# Petsafe SportDog Bark collar



## huntH2OFowl (Feb 24, 2004)

I purchased one of these collars, because I liked the description. It has two tripping mechanisms. It is voice activated and vibration. It needs both in order to correct. Also, The way that I read it has 18 levels of stimulation and it automatically works through all of them each time the dog barks...WRONG

It has three levels with 6 sub levels each and it starts at lowest, working its way up. The problem is that it resets to the lowest if the dog does not bark within 30 seconds (maybe a little longer). 

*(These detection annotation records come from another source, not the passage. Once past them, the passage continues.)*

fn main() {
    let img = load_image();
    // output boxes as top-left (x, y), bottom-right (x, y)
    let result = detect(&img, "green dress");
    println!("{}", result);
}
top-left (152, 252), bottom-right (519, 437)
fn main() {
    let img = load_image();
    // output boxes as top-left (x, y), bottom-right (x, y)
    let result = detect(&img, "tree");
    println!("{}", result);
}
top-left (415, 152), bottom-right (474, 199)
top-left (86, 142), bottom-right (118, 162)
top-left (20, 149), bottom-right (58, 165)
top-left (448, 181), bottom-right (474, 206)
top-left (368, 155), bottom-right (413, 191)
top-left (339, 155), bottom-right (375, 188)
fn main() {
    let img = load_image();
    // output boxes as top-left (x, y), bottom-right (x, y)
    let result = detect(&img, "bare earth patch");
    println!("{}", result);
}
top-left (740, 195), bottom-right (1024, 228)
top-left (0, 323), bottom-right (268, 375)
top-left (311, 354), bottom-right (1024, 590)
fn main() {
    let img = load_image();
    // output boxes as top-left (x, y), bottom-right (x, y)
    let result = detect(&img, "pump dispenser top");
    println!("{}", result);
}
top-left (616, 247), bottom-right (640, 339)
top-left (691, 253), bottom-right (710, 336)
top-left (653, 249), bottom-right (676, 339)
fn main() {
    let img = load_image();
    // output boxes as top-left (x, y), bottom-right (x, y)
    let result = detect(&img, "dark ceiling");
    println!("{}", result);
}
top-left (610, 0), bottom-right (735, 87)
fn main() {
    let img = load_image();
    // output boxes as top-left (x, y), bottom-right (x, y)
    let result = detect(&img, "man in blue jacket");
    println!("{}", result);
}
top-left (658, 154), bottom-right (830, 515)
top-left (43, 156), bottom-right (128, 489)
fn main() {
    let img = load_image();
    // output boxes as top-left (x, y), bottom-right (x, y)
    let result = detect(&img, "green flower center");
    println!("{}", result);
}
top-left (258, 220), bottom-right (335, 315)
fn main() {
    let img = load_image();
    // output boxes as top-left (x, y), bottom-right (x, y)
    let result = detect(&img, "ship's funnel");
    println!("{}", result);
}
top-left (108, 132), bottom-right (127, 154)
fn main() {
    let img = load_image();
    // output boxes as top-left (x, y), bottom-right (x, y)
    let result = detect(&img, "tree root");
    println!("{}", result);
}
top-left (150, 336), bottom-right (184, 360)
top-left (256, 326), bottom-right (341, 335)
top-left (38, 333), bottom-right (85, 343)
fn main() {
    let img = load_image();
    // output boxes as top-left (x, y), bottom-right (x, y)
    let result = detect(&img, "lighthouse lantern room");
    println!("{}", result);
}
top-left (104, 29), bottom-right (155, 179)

Finally, I tried it out on a dog and it worked for a day. the next day he was barking up a storm. I have yet to have it keep a dog from barking. I am much happier with the Tritronics collars. I tried the test light to see if it works and the light flashed up a storm. I did the idiot test and put it around my neck, while talking (shouting really). It did not work for about 8-10 times then it got me. If a dog does not get hit each time, I don't see how it can learn not to bark.

I would avoid this product like the plague.


----------



## Cray Stephenson (Jan 3, 2003)

I use nothing but the SBC-18 at my kennel and do not have any problems. I think it is the best bark collar on the market and I've used TT and Innotek. My dogs are very quiet as soon as the collar is strapped on them. Are you positioning the unit correctly, is it tight enough? If so, contact Sportdog Customer Service and see if you can get another unit. Might be faulty.


----------



## D Beard (Jan 3, 2003)

> I did the idiot test and put it around my neck, while talking (shouting really). It did not work for about 8-10 times then it got me.


That sums it up


----------